The Haldimand-Norfolk Health Unit (HNHU) has recorded its first batch of mosquitoes testing positive for West Nile virus in five years. These positive mosquitoes came from one of the HNHU’s mosquito traps located in Simcoe.
Mosquito trapping is done as part of the Haldimand-Norfolk Health Unit’s West Nile Program to monitor and report local activity and to mitigate the risk of people contracting West Nile virus.
West Nile positive mosquitos have become a local rarity in recent years, but these positive results indicate that the virus continues to be in the area.
“Since 2001, West Nile has spread throughout much of Canada and there is no indication that it is going away,” said Kris Lutzi, senior public health inspector at the HNHU.
“The virus continues to circulate in the region and the public should take precautions to avoid mosquito bites.”
Locally, the presence of the virus has fluctuated over the past five years. Between 2013 and 2015, there were no reported human cases. Single cases of West Nile virus in humans were reported by the HNHU in both 2016 and 2017. To date, no human cases have been recorded in 2018.
“However, rates could very well depend on the weather, where hot and wet conditions are more ideal for mosquito populations to grow and the virus to replicate,” said Lutzi.
Most people bitten by an infected mosquito either have no symptoms or have temporary, flu-like symptoms. For some individuals, however, the West Nile virus is a much more serious illness. The infection can affect the central nervous system and last for month or even years.

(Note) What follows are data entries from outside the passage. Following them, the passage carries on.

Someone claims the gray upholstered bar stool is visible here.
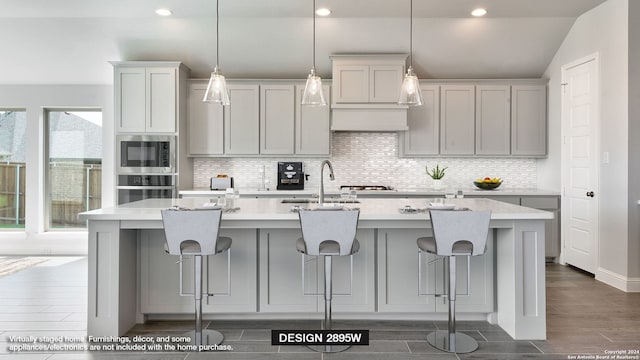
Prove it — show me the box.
[417,210,491,353]
[162,209,231,345]
[296,210,360,352]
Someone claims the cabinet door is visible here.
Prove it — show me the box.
[295,85,331,155]
[476,85,511,155]
[114,67,146,133]
[146,68,177,133]
[259,229,318,312]
[511,85,547,156]
[369,65,404,103]
[400,85,440,156]
[333,65,368,104]
[187,83,224,156]
[260,85,295,154]
[440,85,475,155]
[224,84,260,155]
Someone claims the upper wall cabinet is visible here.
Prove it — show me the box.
[511,85,547,156]
[399,85,440,156]
[440,85,475,155]
[188,80,331,157]
[295,85,331,155]
[112,61,188,133]
[224,84,260,155]
[476,85,511,155]
[187,82,224,156]
[331,54,407,105]
[260,84,295,155]
[399,79,547,157]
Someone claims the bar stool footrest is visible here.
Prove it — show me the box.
[183,329,224,345]
[427,330,478,354]
[307,345,351,353]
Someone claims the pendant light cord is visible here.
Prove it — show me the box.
[410,0,413,67]
[313,0,316,70]
[216,0,220,68]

Those most at risk from serious complication from the West Nile virus include: Individuals over the age of 50; those with chronic diseases (cancer, diabetes, alcoholism, heart disease); those who require medical treatment that may weaken their immune system, such as chemotherapy.
The best way to avoid catching the West Nile virus is to avoid mosquito bites. The HNHU recommends the following:
Apply insect repellent containing DEET or icardin following the manufacturer’s instructions; wear light-coloured clothing, long sleeves and pants if possible; take extra care during dawn and dusk as this is peak mosquito biting time.
Remove standing water from your property where mosquitoes can breed; make sure your home, tents and campers have tight fitting screens on windows and doors.